Saint
Grégoire de Tours
Au siècle dernier, quand vint la mode
des études mérovingiennes avec Guizot et Augustin Thierry,
pas un élève des établissements secondaires n'ignorait
le nom de Grégoire de Tours, et chacun avait lu au moins les
passages les plus pittoresques de son oeuvre le baptême de Clovis,
le meurtre des fils de Clodomir, ou les turpitudes de la reine Frédégonde.
De nos jours, le nom de saint Grégoire
de Tours n'éveille qu'un vague souvenir d'une rue du quartier
latin. Et pourtant : si Grégoire n'avait pas écrit, une
longue page de notre histoire serait blanche, celle qui s'étend
sur plus d'un siècle, depuis l'avènement des premiers
mérovingiens (vers 480) jusqu'à la mort de l'historien
à la fin du VIème siècle. Il faut ajouter, en ce
qui nous concerne, que grâce à lui (et sans même
qu'il l'ait voulu) nous avons pu avec une très grande probabilité
restituer la Liturgie Eucharistique du rite des Gaules, telle qu'elle
est décrite dans les lettres de saint Germain.
S'il est vrai qu'il faut au moins deux témoins
pour établir un témoignage, saint Grégoire de Tours
peut légitimement être considéré comme le
second témoin après saint Germain de Paris.
Notre historien se dénommait exactement Georgius Florentius Gregorius.
Il était le fils du sénateur Florentius et le neveu de
l'évêque de Clermont d'Auvergne nommé Gallus.
Né en 538 (ou 539) il appartient à l'aristocratie gallo-romaine
de l'Auvergne, car malgré la chute de l'Empire d'Occident, les
descendants des sénateurs impériaux formaient encore une
classe sociale particulière; ils étaient généralement
riches propriétaires fonciers et conservaient le titre de sénateur
avec fierté.
Son instruction fut poussée autant qu'elle pouvait l'être
au milieu de ce siècle de bouleversements et de guerres interminables.
Ayant perdu très tôt ses parents, Grégoire fut élevé
successivement par l'évêque de Lyon saint Nizier - l'oncle
de sa mère - puis par son autre oncle l'évêque Gallus
de Clermont.
On comprend dans ces conditions que toute sa
formation fut tournée vers les études religieuses. On
trouve toutefois dans ses écrits des citations de Cicéron,
de Salluste et de Virgile, ce qui prouve qu'il avait une bonne connaissance
des classiques latins (et même quelques passages de chroniqueurs
grecs qu'il a dû lire dans une traduction latine).
Il fut ordonné diacre vers la fin de
l'année 563. Sa santé étant précaire, il
se rendit à Tours cette même année pour visiter
le tombeau de saint Martin - dont les vertus miraculeuses jouissaient
d'une grande réputation - afin, peut-être, d'obtenir une
guérison. Il semble avoir réussi (du moins le dit-il).

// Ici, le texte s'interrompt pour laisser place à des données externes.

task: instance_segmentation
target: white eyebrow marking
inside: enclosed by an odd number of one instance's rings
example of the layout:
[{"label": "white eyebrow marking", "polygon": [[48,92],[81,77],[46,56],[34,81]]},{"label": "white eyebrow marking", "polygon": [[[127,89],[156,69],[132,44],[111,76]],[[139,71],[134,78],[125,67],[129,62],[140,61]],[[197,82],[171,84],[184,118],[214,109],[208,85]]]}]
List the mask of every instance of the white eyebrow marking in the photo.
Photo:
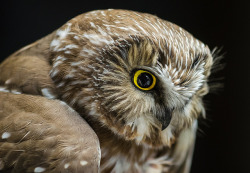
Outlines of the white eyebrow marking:
[{"label": "white eyebrow marking", "polygon": [[4,132],[3,134],[2,134],[2,139],[7,139],[7,138],[9,138],[11,136],[11,134],[9,133],[9,132]]}]

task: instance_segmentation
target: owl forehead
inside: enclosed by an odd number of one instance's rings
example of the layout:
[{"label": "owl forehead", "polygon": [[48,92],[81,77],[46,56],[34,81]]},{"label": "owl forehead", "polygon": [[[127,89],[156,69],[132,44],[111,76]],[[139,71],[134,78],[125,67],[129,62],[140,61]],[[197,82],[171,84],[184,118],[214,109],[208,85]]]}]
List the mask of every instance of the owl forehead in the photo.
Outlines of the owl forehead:
[{"label": "owl forehead", "polygon": [[203,52],[205,45],[171,22],[156,16],[126,10],[99,10],[73,18],[57,31],[59,40],[99,47],[137,35],[151,39],[162,52],[180,55]]}]

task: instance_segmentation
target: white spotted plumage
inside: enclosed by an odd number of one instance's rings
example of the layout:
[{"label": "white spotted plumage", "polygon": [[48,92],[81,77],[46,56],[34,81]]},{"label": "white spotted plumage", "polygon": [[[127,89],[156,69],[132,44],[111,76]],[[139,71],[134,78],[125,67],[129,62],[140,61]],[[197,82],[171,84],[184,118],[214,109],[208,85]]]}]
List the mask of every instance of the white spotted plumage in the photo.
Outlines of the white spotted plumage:
[{"label": "white spotted plumage", "polygon": [[[180,167],[188,172],[213,64],[205,44],[156,16],[110,9],[79,15],[35,45],[44,46],[37,51],[44,53],[51,84],[42,83],[37,93],[62,100],[61,106],[69,105],[69,112],[88,122],[100,140],[96,163],[101,172],[174,173]],[[32,49],[37,47],[17,54]],[[134,83],[138,69],[156,78],[149,92]],[[29,94],[5,83],[0,92]],[[70,155],[76,146],[65,146],[63,152]],[[90,153],[78,152],[77,163],[67,160],[59,167],[91,167],[80,157]],[[47,169],[37,166],[34,172]]]}]

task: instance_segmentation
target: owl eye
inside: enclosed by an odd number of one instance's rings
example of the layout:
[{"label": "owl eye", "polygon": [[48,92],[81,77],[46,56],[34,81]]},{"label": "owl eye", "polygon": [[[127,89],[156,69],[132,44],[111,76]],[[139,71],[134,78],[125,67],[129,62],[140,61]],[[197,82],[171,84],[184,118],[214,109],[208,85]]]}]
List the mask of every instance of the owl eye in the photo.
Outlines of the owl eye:
[{"label": "owl eye", "polygon": [[134,73],[133,82],[137,88],[148,91],[154,88],[156,84],[156,78],[148,71],[137,70]]}]

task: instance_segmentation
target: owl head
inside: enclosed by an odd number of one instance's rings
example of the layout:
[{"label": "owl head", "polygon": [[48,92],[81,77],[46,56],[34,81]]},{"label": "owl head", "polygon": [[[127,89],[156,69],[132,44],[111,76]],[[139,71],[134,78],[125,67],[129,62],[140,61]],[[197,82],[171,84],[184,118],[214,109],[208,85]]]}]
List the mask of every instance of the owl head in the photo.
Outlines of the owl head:
[{"label": "owl head", "polygon": [[73,18],[50,44],[60,97],[98,131],[149,147],[171,146],[204,115],[209,48],[175,24],[125,10]]}]

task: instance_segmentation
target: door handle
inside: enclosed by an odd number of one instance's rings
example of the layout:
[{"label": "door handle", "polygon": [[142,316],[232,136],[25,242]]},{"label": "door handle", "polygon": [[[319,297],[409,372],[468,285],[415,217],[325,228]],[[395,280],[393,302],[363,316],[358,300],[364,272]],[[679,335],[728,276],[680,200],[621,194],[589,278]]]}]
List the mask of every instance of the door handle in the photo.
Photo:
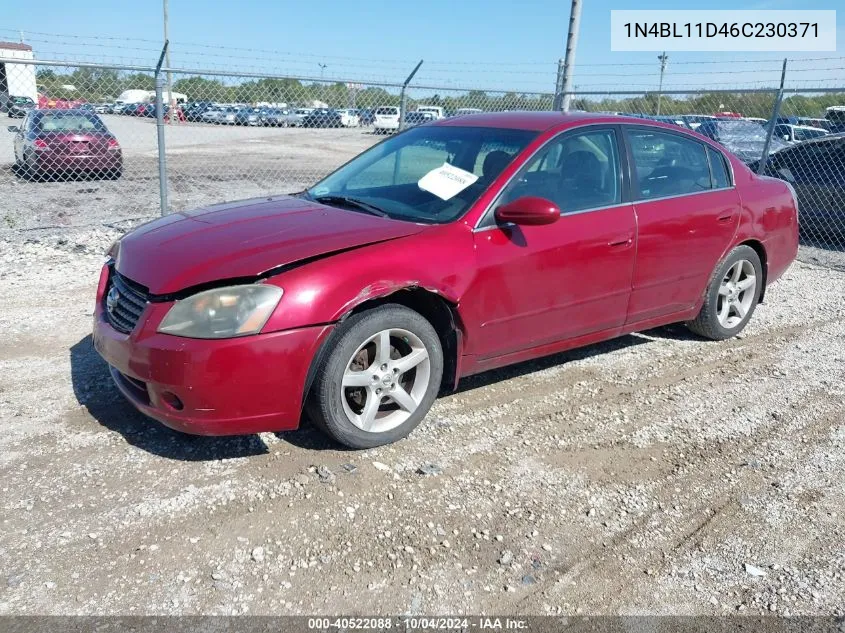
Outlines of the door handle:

Il se fixa alors dans la ville de Tours (sans doute en qualité
de diacre et sur l'invitation de l'évêque Saint Euphrone
- qui était son cousin au 4ème degré).
Il fut élu évêque de Tours en 573 et y demeura jusqu'à
sa mort le 17 Novembre 594. II ne semble pas avoir été
marié. Sa noble origine, la notoriété de ses parents,
ses qualités personnelles jointes au prestige du siège
épiscopal de Tours illustré par saint Martin, l'ont mis
en rapport avec les rois mérovingiens et les plus grands personnages
de son temps : il ne fut pas seulement témoin des faits qu'il
rapporte mais bien souvent aussi acteur.
Dans son diocèse de Tours son oeuvre principale fut la reconstruction
de la cathédrale et l'édification du baptistère
: il créa aussi de nombreuses paroisses en Touraine.
Son oeuvre littéraire est celle qui
nous intéresse au premier chef : son principal ouvrage est l'Histoire
des Francs, dont le titre exact est "Decem libros historiarum"

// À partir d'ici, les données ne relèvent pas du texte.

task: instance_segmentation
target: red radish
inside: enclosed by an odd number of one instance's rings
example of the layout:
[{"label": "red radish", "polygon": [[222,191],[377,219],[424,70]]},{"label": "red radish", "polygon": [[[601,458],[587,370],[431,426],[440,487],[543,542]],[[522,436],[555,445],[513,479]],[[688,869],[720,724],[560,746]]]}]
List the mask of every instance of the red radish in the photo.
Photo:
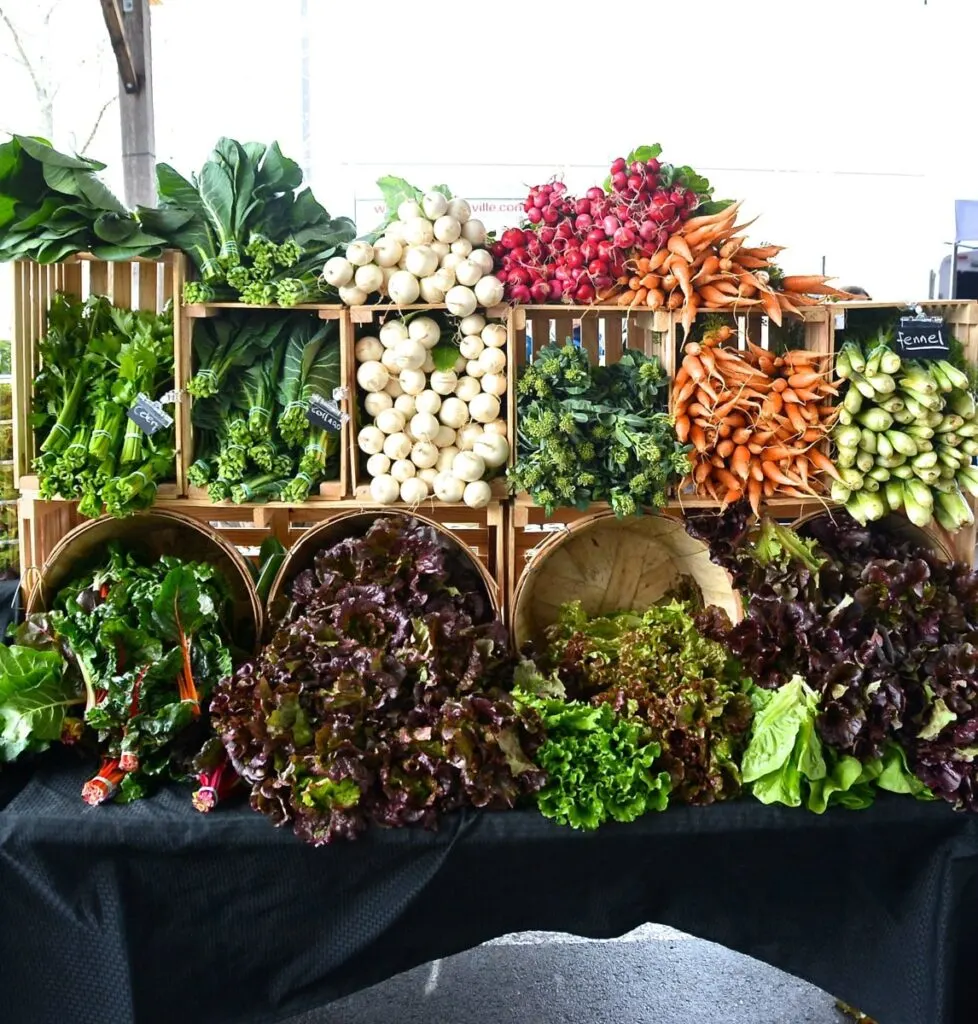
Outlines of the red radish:
[{"label": "red radish", "polygon": [[509,297],[513,302],[527,303],[533,296],[530,294],[530,289],[525,284],[518,284],[515,288],[509,290]]},{"label": "red radish", "polygon": [[530,295],[534,302],[546,302],[550,298],[551,292],[552,289],[546,281],[536,281],[530,288]]},{"label": "red radish", "polygon": [[611,163],[611,173],[617,174],[619,171],[623,171],[627,166],[628,164],[625,162],[625,158],[623,156],[617,156]]},{"label": "red radish", "polygon": [[635,244],[635,232],[629,228],[619,228],[615,232],[614,243],[619,249],[629,249]]},{"label": "red radish", "polygon": [[612,188],[620,191],[621,189],[623,189],[625,187],[625,185],[627,183],[628,183],[628,175],[626,175],[624,171],[617,171],[615,174],[612,174],[612,176],[611,176],[611,186],[612,186]]},{"label": "red radish", "polygon": [[[621,227],[621,222],[617,217],[605,217],[601,226],[604,228],[604,234],[607,235],[608,238],[611,238],[611,236],[614,235],[614,233]],[[596,239],[596,241],[600,242],[601,239]]]},{"label": "red radish", "polygon": [[543,220],[543,214],[535,206],[531,206],[530,209],[526,211],[526,219],[531,224],[539,224],[540,221]]},{"label": "red radish", "polygon": [[592,188],[589,188],[587,192],[585,192],[584,194],[588,197],[588,199],[591,200],[592,203],[604,199],[604,189],[598,188],[596,185],[593,186]]},{"label": "red radish", "polygon": [[[522,234],[522,232],[521,232],[521,234]],[[543,242],[544,245],[550,245],[550,243],[554,240],[556,235],[557,235],[557,232],[554,231],[553,228],[541,228],[541,230],[540,230],[540,241]]]},{"label": "red radish", "polygon": [[574,292],[574,298],[578,302],[594,302],[594,288],[585,282],[579,284]]},{"label": "red radish", "polygon": [[579,232],[588,231],[590,229],[592,223],[593,222],[591,220],[591,215],[588,214],[588,213],[579,213],[574,218],[574,227]]}]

(Dix livres d'histoire). Les quatre premiers livres furent écrits
vers 576, les six autres entre 576 et 591. Ils racontent les événements
survenus depuis la "création du monde" jusqu'à
la grande sécheresse de 591.

Historia
Francorum, ou l’Histoire des Francs
copie sur parchemin en 10 volumes du VIIe siècle du
texte fondateur de Grégoire de Tours
Bibliothèque nationale de France, Département des Manuscrits
Les autres ouvrages sont
1- Sept livres des miracles (Septem libri miraculorum), le premier dédié
aux miracles de Julien de Brioude, les quatre suivants à ceux
de saint Martin (De virtutibus sancti Martin) les deux autres consacrés
à plusieurs martyrs (De Gloria Martyrum).
2- Vie des Pères (Vita Patrum), ouvrage qui contient la vie de
23 saints personnages des IVème, Vème et Vlème
siècles.
3- Un traité sur la marche des étoiles (De cursu stellarum),
ouvrage qui en dépit de son titre n'a aucun caractère
ni prétention scientifique, mais des intentions purement liturgiques.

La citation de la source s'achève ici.